Aprender idiomas como una forma de socialización.
September 27th, 2007 by fairfaxRecuerdo vagamente mis años de colegio y más aún, tengo que hacer un gran esfuerzo para recordar a una compañera mía, recuerdo su nombre (ahora que tengo el anuario en mano), es Isabel.
Me da algo de pena ajena no poder recordarla como lo hago con otros compañeros de colegio. Pero Isabel era una de esas chicas que todo el mundo llamaría introvertidas. Era tal el nivel de introversión de Isabel que en el salón solían burlarse de ella, incluso le preguntaban si sabía hablar español. Los profesores además siempre se mostraban preocupados y junto a los padres de ella, decidieron someter a Isabel a distintos exámenes de personalidad.
Y estos exámenes nunca arrojaron nada extravagante ni preocupante, no era autista o algo así, únicamente parecía no tener interés por relacionarse con nosotros ni con el resto de Madrid.
Tiempo después la cambiaron de colegio, esto sería cuando estábamos a mitad de secundaria, y no supimos más de ella. Luego, cuando yo estaba terminando secundaria, me matriculé en una escuela de idiomas para aprender inglés. A los pocos meses nos dijeron que se habían abierto vacantes para viajar a aprender inglés en distintos países, yo elegí Inglaterra.
Opté por quedarme dos meses en Londres, era una buena forma de no ir a clases en casa y de conocer un lugar nuevo. Además me sentía algo segura al enterarme de que había otros estudiantes de Madrid en intercambio en Londres y yendo al mismo colegio al que yo iría.
Pero mi mayor sorpresa fue encontrar a Isabel entre esos estudiantes, y no era la niña ‘invisible’ que yo recordaba. Lo peor es que yo no la reconocí hasta que ella me explicó, un día antes de volver a España, quién era y aún así me tomó tiempo recordarla.
Isabel estaba muy cambiada, me dijo, sin embargo, que no había dejado de ser tímida y indiferente de la noche a la mañana. Sino que fue cuando en el otro colegio donde estudiaban, ofrecieron intercambios estudiantiles y ella fue enviada casi sin preguntarle si deseaba hacerlo.
Los padres de Isabel movieron cielo y tierra para conseguir que ella viajara creyendo que eso le ayudaría.
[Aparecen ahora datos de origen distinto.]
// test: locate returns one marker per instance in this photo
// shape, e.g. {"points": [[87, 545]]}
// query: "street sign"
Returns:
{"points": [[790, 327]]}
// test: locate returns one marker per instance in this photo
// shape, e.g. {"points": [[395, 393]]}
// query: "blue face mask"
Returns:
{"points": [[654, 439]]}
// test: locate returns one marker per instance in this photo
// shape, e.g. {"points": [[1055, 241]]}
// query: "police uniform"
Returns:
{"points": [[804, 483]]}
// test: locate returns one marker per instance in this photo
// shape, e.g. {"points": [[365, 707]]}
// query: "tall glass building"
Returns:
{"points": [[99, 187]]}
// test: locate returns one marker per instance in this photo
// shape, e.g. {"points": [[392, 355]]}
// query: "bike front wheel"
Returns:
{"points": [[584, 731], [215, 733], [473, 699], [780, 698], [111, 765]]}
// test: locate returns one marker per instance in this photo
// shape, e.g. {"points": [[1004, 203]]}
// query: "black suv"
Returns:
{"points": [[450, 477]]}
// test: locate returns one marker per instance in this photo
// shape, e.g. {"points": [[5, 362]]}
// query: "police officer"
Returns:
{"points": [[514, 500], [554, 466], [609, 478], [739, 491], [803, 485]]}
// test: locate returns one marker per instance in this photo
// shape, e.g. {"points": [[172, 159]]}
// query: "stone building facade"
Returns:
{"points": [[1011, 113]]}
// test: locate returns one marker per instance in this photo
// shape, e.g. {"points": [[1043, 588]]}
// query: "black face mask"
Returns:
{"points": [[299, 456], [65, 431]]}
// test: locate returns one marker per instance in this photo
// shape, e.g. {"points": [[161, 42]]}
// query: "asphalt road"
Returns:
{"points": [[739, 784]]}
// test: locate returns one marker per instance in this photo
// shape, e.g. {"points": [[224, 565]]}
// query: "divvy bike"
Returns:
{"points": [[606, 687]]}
En lo personal creo que hubiera sido lo contrario: mandar a una chica tímida a un lugar desconocido…Pero en el caso de Isabel funcionó.
Y no es que se haya vuelto la reina del baile y Miss Simpatía de pronto, simplemente lucía como una chica normal en ese entorno londinense, tenía amigos, era divertida, con iniciativa y con las cosas típicas de las chicas comunes y corrientes.
Una de las cosas que más me sorprendió era la naturalidad con la que Isabel hablaba el inglés, realmente era muy distinto comparar mi inglés ‘correcto’ con el inglés ‘natural’ de ella.
Me quedé bastante sorprendida, pero me di cuenta que en cierta forma lo que hacía a esa chica tan distinta a lo que era antes, era la libertad que tenía para ser ella misma tanto por el contexto donde estaba como por el idioma que hablaba.
Nunca antes me detuve a pensar lo mucho que puede significar el idioma para uno y para construir la identidad, hasta que relacioné totalmente a la Isabel de años anteriores con la Isabel de Londres.
Si en español Isabel nunca pareció sentirse a gusto con el inglés y en Inglaterra parecía haber encontrado su verdadero entorno social.
Y recuerdo todo esto precisamente porque hace unos días recibí el correo de una Isabel que me contaba que estaba estudiando en Cambridge. Debo aceptar que me tomó tiempo recordar quien era y por eso me puse a buscar el anuario hasta que recordé mi época escolar y mi viaje a Londres, y de nuevo, recordé a Isabel.